Мне надо сделать только пару шагов, чтобы взять эту чертову статуэтку и снова вернуться в свое болото обыденной праведности. Непроходимое мещанство. Любая праведность по природе своей мещанская. Я слаб и еще не готов к бунту. Ему надо посвятить себя всего без остатка. Надо только быть полностью сумасшедшим. Я же для этого, к сожалению, еще слишком слаб, наивен и, может быть, как следствие, глуп. Для того чтобы убедиться в этом я уже сломал оконный замок, клофелиновой колбаской усыпил собаку. До этого дождался пока хозяева дома - этого черного, мрачного, пошлого дома - придут в гости к моим родителям, ушел в свою спальню, сославшись на болезнь, и, незаметно спрыгнул с подоконника, а затем перелез через забор. А главное: я запомнил о чем говорила моя мать, я выследил статуэтку, я решился на воровство.
Статуэтка. Кусок гипса изнасилованный каким-то уродом из сюрреалистической испанской группировки начала прошлого века. Бесформенная муть, без смысла и содержания, но зато с огромной ценой. Этой женщине, с лошадиными ушами и будто пожеванными, наполовину переварившимися, белками глаз, она досталась от недавно умершего дальнего родственника из-за границы (наверное, с таким же жутким лающим смехом, который кажется вот-вот заглотит вас с очередным спазмом).
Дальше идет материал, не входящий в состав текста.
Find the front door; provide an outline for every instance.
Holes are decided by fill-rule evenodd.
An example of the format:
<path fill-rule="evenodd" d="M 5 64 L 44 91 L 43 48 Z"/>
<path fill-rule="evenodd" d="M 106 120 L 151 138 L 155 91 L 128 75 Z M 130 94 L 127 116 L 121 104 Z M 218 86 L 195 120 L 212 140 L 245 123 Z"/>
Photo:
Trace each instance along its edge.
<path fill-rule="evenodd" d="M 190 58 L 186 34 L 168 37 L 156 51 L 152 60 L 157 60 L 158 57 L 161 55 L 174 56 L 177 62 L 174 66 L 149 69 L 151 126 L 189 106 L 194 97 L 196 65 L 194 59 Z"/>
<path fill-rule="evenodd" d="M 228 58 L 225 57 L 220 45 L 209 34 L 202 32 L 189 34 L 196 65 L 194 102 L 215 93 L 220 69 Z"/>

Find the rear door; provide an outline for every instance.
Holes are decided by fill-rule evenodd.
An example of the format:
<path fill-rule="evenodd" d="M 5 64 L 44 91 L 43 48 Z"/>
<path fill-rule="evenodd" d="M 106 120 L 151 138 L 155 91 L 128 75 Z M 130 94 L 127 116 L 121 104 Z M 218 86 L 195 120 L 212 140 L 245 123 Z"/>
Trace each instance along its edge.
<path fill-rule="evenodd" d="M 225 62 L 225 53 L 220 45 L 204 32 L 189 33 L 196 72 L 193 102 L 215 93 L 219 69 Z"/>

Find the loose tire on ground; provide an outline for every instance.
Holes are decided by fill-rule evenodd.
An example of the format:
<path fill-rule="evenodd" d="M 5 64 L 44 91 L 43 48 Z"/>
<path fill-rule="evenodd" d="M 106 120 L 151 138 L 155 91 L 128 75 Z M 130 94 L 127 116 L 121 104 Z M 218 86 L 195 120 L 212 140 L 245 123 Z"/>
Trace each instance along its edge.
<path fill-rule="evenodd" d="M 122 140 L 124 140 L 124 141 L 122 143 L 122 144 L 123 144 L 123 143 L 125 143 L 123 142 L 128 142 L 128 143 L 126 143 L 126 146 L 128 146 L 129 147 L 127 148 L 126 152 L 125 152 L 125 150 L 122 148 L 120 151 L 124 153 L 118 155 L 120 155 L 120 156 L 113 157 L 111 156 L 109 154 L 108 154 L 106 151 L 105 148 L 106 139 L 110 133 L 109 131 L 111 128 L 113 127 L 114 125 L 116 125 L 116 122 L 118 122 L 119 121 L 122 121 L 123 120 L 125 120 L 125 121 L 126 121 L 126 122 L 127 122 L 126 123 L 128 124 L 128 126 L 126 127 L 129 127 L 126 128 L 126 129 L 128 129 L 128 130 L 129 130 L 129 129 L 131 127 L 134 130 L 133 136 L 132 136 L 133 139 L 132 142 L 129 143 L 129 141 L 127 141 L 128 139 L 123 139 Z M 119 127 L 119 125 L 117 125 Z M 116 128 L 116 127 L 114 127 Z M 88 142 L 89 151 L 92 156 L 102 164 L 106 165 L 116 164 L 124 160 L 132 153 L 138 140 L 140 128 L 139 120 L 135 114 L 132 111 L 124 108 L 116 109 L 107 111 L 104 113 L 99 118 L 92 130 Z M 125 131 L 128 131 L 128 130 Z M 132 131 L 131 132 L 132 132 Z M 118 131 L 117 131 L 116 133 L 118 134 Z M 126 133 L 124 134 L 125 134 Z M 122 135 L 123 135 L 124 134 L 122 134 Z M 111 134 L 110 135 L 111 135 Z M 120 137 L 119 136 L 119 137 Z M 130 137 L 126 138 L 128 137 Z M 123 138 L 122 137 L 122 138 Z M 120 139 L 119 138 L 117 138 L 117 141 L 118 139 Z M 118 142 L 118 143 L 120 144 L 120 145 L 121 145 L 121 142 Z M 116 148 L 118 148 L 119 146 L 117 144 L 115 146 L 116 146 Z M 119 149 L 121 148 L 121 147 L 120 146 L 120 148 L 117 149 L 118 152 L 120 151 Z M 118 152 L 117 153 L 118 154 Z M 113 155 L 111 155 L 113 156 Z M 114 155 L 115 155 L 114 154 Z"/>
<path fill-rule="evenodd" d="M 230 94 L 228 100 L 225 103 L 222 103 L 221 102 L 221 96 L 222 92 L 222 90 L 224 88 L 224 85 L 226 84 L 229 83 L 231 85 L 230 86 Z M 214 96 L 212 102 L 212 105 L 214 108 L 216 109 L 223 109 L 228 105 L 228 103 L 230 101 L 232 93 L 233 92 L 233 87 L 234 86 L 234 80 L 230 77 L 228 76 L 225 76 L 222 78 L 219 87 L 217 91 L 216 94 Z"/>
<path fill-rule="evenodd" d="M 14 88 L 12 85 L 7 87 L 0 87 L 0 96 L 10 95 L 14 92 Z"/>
Словом, порнуха, а не вещь. Но жизнь моей матери гложет, садисткая для меня, влюбленность в сюрреализм в любом его проявлении (может, именно поэтому я и лишен всех человеческих чувств?). Эта же дура понятия не имеет о стоимости принадлежащей ей фигурки и держит статуэтку на самом видном месте исключительно благодаря ее импортной родословной, подкрепленной неосторожным ляпом восхищения моей родительницы. Это животное отказывается менять и продавать ее за любые деньги. И что самое пошлое и отвратительное: этим она даже не набивает цену. Так что я решил отблагодарить мать за прекрасное детство, подарив ей самую ценную вещь в жизни на предстоящий через год юбилей, и, таким образом, наконец избавиться от нее.
Пустота. Бить, кромсать, ломать все вокруг, только бы убедиться, что это темнота, настоящая живая тьма, а не пустота. Все, что я ни начинаю, неизменно заканчивается пустыней, ничем. Я либо настолько быстро достигаю успеха, что все исчезает, либо мне присваивают его (причем часто незаслуженно) и хочется только одного: убить всех судей, что лишают меня настоящей жизни, выдавая за нее суррогат успеха. Полуфабрикат. Не остается ничего, только сомкнутые брови и пустота на ресницах, скрывающая зрачки от скелетов цели и желания. Мертвецы. Вокруг меня одна мертвечина. Ни чувства, ни страсти, ни боли. Хоть что-нибудь-
Темнота улыбается и расступается жарким вечером.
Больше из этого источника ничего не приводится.